平成22年9月25日
色々な発想は何気ない普段の生活の中にあるようです。道を歩いていて思いつく。車を運転していて発見する。ご飯を食べていて気がつく。私達の生活には、アイデアが生まれる材料が身近にあることを知らずに過ごしていることが多いのです。
最近はやりの「ポテトング。」 これはポテトチップスというお菓子を食べるときに、手を汚さずに食べることが出来るという商品です。この商品を開発した人は、友達が箸を使ってポテトチップスを食べている姿を見て思いついたそうです。
今私達の生活の中にある道具は、多くの人達の手によって生まれてきた「アイデア商品」であることには間違いありません。最近の大河ドラマで坂本龍馬を描いていますが、この明治維新の時代、ペリーが本国へ持ち帰った日本国の調査報告書には、次のように書かれていたそうです。
「日本国の技術者が、もっと自由な発想で製品を作ることができ、お金を稼ぐことが出来るようになったとしたら、すぐに私達の文明に追いついてしまうでしょう。」
ペリーは、この時代の日本の職人「匠の技」に、大変驚いていたそうです。
日本人の職人の技は、教えられて覚えられるものでは無いと言われていました。もともと、職人から技を受け継ぐには、「技を盗め」と言われており、現在のように職員研修をしたり、マニュアルを作ったりするような習慣はありませんでした。しかし、「技を盗め」の精神では企業が人財育成する際に、大変不合理で時間とお金がかかってしまい、現在のような研修制度のシステム取り入れる企業が増えてしまったようです。
しかし、この「技を盗め」の精神が失われるとともに、普段の生活からアイデアを出すように意識して生活をする人も減ってしまったようにも思えます。

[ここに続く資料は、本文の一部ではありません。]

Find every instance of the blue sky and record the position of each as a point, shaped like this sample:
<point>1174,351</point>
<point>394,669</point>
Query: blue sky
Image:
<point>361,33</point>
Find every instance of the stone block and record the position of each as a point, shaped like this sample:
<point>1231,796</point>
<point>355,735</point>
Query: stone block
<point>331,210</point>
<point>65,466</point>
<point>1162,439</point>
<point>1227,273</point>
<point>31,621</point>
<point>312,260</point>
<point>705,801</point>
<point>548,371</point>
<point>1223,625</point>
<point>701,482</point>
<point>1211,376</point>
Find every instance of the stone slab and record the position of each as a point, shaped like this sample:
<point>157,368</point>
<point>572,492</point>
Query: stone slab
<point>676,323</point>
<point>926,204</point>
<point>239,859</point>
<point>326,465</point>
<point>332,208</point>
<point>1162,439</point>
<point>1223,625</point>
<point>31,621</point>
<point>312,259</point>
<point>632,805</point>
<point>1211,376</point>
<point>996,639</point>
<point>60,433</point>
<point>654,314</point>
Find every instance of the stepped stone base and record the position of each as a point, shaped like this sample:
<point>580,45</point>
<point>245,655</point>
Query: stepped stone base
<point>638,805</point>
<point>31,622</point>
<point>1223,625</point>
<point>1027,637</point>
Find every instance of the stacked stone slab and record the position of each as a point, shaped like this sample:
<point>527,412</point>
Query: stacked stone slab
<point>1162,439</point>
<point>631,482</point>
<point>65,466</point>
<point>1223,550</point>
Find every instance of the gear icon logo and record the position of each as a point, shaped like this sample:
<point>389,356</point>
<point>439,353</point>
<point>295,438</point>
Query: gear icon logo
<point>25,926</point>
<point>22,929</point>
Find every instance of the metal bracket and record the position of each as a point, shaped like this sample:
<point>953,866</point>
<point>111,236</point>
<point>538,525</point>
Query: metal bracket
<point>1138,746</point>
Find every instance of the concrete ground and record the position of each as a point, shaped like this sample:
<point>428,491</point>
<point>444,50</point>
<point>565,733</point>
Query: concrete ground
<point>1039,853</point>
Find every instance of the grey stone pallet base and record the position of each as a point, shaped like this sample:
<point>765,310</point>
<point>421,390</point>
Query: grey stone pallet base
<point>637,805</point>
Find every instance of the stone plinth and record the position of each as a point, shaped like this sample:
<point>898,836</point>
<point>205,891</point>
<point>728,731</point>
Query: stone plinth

脳を働かせて、自分にとって最高のアイデアを出そうとしたとき、そのアイデアは自分の今までの経験から生まれてきます。どんなに頭の良い人でも、経験をしたことの無い事について発想する事は、絶対に不可能です。多くのアイデアをお持ちの人は、普段からいろいろな事に興味を持ち、意識して物事を観察したりしています。また、本を読む事によって、擬似的な体験をする事でも、こうしたアイデアを生む事が可能となります。
日本の企業が失ってしまったものは、時間やお金の合理性を追求するあまり、本当の技術を受け継ぐシステムを失ってしまったのではないでしょうか。